Nato come villain nei fumetti dell’Uomo Ragno, «Venom» poteva diventare l’antieroe per eccellenza dei cinecomics Marvel

05 Ottobre 2018 | 16:26 di Valentina Barzaghi

Qualche giorno fa in un’intervista Tom Hardy, interprete protagonista di «Venom», ha dichiarato che i suoi momenti preferiti del film sono nei 40 minuti che la produzione ha eliminato dalla versione in sala dal 4 ottobre 2018. Un’affermazione che ha lasciato i fan - sia di «Venom» sia di Hardy - a bocca aperta, vista l’attesa crescente intorno alla trasposizione cinematografica Marvel-Sony di uno dei personaggi più controversi, folli e cattivi del mondo comics.

Venom è nato come villain nei fumetti dell’Uomo Ragno, per poi diventare un antieroe con una sua personale collana. Partendo da questo presupposto, molti speravano che al cinema sarebbe diventato un personaggio dalla doppia personalità in grado di abbattere definitivamente la barriera tra bene e male, un cinecomic il cui protagonista avrebbe per un momento messo da parte l’ormai famosa ironia macchietistica di casa Marvel, a favore di tinte più dark e toni più impegnati.
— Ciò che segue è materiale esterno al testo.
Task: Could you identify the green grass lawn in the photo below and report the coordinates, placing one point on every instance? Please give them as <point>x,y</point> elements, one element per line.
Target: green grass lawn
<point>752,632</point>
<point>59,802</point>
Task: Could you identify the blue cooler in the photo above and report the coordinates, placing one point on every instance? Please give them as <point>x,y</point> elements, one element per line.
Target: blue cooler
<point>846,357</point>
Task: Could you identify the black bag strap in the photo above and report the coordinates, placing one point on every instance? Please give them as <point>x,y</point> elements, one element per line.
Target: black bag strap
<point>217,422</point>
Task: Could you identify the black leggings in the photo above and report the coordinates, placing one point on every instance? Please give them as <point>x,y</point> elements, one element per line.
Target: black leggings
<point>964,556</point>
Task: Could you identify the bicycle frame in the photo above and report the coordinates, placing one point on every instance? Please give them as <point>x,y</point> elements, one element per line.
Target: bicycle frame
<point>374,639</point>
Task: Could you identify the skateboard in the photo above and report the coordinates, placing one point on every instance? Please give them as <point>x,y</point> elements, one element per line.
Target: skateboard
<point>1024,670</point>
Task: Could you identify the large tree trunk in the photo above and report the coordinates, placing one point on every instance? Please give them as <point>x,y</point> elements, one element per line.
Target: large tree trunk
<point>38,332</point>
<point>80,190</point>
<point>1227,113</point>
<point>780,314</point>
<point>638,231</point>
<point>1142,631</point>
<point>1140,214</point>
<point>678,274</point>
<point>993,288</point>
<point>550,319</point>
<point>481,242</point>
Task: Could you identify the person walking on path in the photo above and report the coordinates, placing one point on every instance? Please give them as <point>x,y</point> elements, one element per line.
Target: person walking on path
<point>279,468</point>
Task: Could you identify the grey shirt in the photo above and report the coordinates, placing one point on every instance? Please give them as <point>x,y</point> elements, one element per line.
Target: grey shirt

Ruben Fleischer, già regista di film come «Benvenuti a Zombieland» e «Gangster Squad», ha fatto invece in modo che questo non accadesse. Ironia calcata, rom-com, action basic e un mostro che fa simpatia quasi come l’anfibio di «La forma dell’acqua» sono alla base di questo primo episodio della saga di «Venom» al cinema - rimanete seduti per tutti i titoli di coda, mi raccomando.

Chi andrà a vederlo con l’intento di farsi due risate come davanti a un altro film Marvel - senza però la potenza degli effetti speciali stile «Avengers» - ne rimarrà soddisfatto. È innegabile che guardandolo si rida. A coloro che invece si auguravano un thriller con un tocco di paura e un uomo-mostro complesso, non rimane che sperare in un cambio di registro e direzione per il prossimo episodio.